Du côté des humains, il y’a plusieurs camps. La majorité qui est dans l’ignorance et susceptible de céder à la panique, ceux qui prennent les devants au nom de la protection de l’espèce humaine, ceux qui prennent les devants au nom des leurs intérêts personnels et qui iront jusqu’à s’allier aux parasites et ceux qui se situent entre les deux avec une partie de leur corps parasitée et devant maintenant cohabiter avec ces derniers. La cohabitation, c’est le cas de Shinichi Izumi et Migi, les protagonistes principaux. Plus encore, leur symbiose a été forcée et ils partagent désormais le corps au niveau cellulaire, ce qui engendre une mutation de leurs corps et de leurs psychés. Shinichi perd son empathie et Migi en gagne, tandis que le corps de Shinichi se renforce et Migi est de moins en moins forte et alerte. Un être unique parmi le peu d’hybrides connus dans ce manga

Dans le fond, Hitoshi Iwaaki traite aussi de sujets plus larges comme l’écologie et la surpopulation, la politique et la corruption, l’entraide et le caractère social de l’humain. Mais aussi de sujets plus intimes comme les relations familiales et amoureuses, le passage à l’âge adulte et la prise de décision, la crise identitaire et la découverte de soi. On le comprend avec le duo qui se retrouve mêlé à des affaires qui les dépassent alors que Shinichi n’est encore qu’un lycéen s’apprêtant à passer les examens de fin d’année. Il sera méconnaissable à la fin de l’histoire tant il aura pris en maturité. La catharsis est réaliste et complète. 

INSPIRATIONS 

Le manga fut un tel succès qu’il a eu droit à une nouvelle réédition à la sortie de l’animé, en 10 tomes cette fois-ci. Il a également eu droit à deux films en live action en 2014 et 2015, produits par la Tōhō (la majorité des Godzilla, Kimi no Nawa, …). Il y’a aussi un prémice depuis 2018, Parasite Reversi, où l’on peut suivre le fils du maire Hirokawa et la création de l’antagoniste Goto. Enfin, le recueil Neo Parasite qui englobe 12 histoires écrites par d’autres mangakas célèbres tels que Akira Hiramoto (Prison School) et Hiro Mashima (Fairy Tail), reprenant à leurs sauces l’univers de Parasite en hommage à son auteur. 

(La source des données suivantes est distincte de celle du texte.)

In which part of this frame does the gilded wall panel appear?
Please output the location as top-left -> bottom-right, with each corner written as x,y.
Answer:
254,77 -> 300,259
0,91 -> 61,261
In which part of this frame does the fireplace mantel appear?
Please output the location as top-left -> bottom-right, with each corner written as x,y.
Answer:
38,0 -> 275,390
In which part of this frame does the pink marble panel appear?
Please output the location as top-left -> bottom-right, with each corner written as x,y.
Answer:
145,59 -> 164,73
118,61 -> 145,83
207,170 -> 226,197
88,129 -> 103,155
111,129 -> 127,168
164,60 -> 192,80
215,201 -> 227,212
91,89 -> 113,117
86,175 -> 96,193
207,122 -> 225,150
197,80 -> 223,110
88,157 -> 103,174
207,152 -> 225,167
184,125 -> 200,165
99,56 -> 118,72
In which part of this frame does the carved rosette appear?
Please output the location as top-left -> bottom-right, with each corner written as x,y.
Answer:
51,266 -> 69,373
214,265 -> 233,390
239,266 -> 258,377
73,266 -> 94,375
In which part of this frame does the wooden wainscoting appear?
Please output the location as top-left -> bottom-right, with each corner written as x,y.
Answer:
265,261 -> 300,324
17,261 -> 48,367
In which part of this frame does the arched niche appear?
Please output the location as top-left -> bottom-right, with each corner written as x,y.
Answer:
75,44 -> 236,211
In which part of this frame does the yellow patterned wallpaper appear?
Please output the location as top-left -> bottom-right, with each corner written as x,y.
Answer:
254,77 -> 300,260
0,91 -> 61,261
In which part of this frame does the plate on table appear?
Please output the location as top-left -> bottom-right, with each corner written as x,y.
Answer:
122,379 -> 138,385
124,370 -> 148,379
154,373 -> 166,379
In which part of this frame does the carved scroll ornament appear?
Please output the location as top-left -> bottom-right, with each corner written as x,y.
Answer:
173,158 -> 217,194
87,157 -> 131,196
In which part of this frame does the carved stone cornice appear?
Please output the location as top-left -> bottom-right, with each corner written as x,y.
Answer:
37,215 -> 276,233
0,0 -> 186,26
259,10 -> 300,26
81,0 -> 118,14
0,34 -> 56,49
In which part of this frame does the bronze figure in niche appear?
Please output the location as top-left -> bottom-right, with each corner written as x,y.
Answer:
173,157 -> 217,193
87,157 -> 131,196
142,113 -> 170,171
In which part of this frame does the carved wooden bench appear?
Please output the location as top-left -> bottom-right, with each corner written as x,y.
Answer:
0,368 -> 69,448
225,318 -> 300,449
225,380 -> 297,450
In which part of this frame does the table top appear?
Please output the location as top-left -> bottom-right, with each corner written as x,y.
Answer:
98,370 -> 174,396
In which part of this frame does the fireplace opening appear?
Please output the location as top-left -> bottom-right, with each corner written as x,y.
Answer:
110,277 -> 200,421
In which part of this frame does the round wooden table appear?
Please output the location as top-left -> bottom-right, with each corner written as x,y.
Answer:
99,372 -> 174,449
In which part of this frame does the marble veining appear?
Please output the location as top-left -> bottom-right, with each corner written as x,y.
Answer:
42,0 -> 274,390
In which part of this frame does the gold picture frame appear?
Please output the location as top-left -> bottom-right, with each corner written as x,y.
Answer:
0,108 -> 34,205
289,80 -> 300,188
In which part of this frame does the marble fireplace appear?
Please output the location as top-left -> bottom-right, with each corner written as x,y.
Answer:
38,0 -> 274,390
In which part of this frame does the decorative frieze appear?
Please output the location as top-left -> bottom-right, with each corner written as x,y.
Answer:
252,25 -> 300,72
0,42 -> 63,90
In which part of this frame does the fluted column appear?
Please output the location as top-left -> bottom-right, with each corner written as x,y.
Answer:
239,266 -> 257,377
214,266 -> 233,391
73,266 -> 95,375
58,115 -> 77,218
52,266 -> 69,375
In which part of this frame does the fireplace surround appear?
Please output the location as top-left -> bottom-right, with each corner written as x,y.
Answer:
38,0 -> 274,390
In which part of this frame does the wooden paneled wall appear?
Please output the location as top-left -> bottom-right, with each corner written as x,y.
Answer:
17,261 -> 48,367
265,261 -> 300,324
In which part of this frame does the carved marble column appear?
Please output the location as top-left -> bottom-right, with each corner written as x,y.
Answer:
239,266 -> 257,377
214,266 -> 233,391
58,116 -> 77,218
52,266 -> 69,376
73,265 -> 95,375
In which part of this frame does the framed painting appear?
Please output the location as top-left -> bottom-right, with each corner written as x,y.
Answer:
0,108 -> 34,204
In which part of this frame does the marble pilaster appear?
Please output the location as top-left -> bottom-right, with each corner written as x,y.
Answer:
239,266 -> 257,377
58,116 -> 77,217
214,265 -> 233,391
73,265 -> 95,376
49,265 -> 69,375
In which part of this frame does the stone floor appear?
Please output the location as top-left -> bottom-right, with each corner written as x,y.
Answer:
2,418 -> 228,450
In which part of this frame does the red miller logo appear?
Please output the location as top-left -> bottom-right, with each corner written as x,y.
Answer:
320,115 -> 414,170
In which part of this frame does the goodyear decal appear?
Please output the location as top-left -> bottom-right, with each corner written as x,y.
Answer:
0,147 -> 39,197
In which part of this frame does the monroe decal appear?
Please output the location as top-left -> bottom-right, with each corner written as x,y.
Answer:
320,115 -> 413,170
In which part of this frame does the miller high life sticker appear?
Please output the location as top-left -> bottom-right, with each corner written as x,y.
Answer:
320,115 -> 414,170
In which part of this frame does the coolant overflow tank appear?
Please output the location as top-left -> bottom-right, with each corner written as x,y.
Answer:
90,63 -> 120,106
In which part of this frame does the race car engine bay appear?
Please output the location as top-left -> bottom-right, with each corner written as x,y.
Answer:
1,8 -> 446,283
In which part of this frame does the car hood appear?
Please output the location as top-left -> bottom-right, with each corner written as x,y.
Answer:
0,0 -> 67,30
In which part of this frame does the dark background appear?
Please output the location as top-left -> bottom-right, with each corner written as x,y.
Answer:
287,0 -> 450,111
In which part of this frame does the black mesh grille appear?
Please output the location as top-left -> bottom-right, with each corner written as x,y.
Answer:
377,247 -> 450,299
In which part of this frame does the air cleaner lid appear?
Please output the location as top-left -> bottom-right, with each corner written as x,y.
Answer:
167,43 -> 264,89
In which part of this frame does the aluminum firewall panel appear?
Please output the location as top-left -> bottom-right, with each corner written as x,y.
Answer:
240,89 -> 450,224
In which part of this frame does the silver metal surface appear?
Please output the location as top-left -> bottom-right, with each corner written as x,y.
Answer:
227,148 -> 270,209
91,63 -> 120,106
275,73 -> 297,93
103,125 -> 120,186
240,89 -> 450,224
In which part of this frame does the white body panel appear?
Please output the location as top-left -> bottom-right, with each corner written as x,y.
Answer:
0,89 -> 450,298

Étant un précurseur du genre horreur/gore, Hitoshi Iwaaki a créé un mouvement repris par plusieurs artistes dont les œuvres sont aujourd’hui des références. On peut citer BerserkGyo, Judge ou encore I Am a Hero et Death Note ou Initial D pour le côté psychologique. De plus, il s’agissait d’un des premiers mangas à exploiter la tendance anthropophagique, ce qui a certainement inspiré bien des auteurs comme ceux de Tokyo Ghoul et L’Attaque des Titans. 

Parasite Kiseiju est une histoire tellement complexe qu’il ne suffit pas de la lire ou la regarder une fois pour en comprendre les subtilités. De nombreux aspects soulèvent des questions assez effrayantes pour l’homme comme celle de l’apparition d’un prédateur qui nous détrônerait dans la chaine alimentaire ou la façon dont la nature pourrait réagir si on lui prend plus que ce qu’on ne peut lui rendre (ce qui est déjà le cas). 

Aller je vous laisse approfondir vous-même, la bise ! 

PS : Parasite était sur Netflix jusqu’en 2018, il est désormais disponible sur Crunchyroll, ou en streaming si jamais ça te tente.